Miller: Do you imagine that if this were to go forward that this would be an off-label prescription or would there actually be FDA approval specifically for a prescription for alcohol use disorder?

Ozburn: What I really want to see is I want to see it covered by insurance for people who want this option to try if the other currently available options don’t work. However that looks like, because the drug will go off patent… I just want to note, I have no, I declare no conflict of interest financially. But the company has this compound on patent through 2028.

Miller: And it could be $6,000 a month.

Ozburn: Oh yes. Yes. I have no interactions with the company, but I don’t think there’s enough time for them to do clinical trials with this compound, get FDA approval – that takes like 10 years – before this thing goes off patent. So I’m hopeful that the generic will become available, and it will be off-label use. Or maybe the American Psychiatric Association can help provide this as… like there are two compounds, gabapentin and topiramate, that they recommend. They’re not FDA approved for alcohol use disorder, but they are successful in helping treat it. So clinicians have access to other compounds that are recommended but not necessarily FDA approved.

Miller: I did skip us ahead a little bit to actual prescriptions in some way for this. But what would have to happen first? What are the next research steps?

Ozburn: For FDA approval?

Miller: For people who have alcohol use disorder to actually be taking this to make their lives better?

Ozburn: I think they can just request it.

Miller: Right now?

Ozburn: Right now.

Miller: It could happen right now?

Ozburn: Yeah, I think they can just request it. I don’t know that doctors will offer that.

Miller: And based on the research that’s already been done, I mean, because it’s already safe. People are taking this for psoriasis.

Ozburn: Yes, it’s very well tolerated.

Miller: But then again, I guess then it becomes a question of what would it take for a doctor to prescribe it?

Ozburn: That’s, I feel like that’s a little bit out of my realm of expertise because I don’t know. I mean, I think that depends on their specific, sort of rules around this like…

Miller: Or their comfort level looking at the basic research and what it takes to have that turn to prescribe in practice.

Ozburn: Yeah, and also the individual’s ability to afford it currently. I mean, especially if gabapentin could be helpful – it is available in a generic – or acamprosate or naltrexone. Those would probably be first line. More work is definitely needed. I’m excited for what the future holds though.

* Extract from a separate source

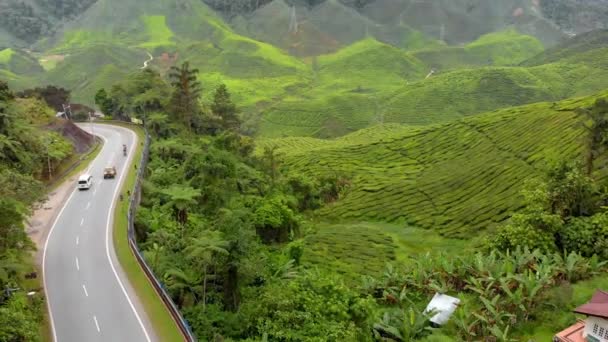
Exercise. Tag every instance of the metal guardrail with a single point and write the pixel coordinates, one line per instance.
(158, 286)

Miller: Angela Ozburn, thanks very much.

Ozburn: Oh, can I just make another plug?

Miller: Please.

Ozburn: Okay. I just want to say that this work wasn’t possible without the effort of multiple labs and multiple trainees in the labs. And I just want to thank Dr. Kolter Grigsby – he’s a postdoctoral fellow in my lab – for leading this and helping to get it across the finish line so we can share it with the public. So, thank you.

Miller: I have to say, I don’t think I’ve ever talked to a scientist who has acknowledged as clearly and effusively as you have the extent to which science is almost always a collaborative effort, so I appreciate that. Angela Ozburn, it was a pleasure talking with you. Thank you.

Ozburn: Thank you.

Miller: Angela Ozburn is an associate professor of behavioral neuroscience at OHSU. She joined us to talk about a new skin drug that could curb problem drinking.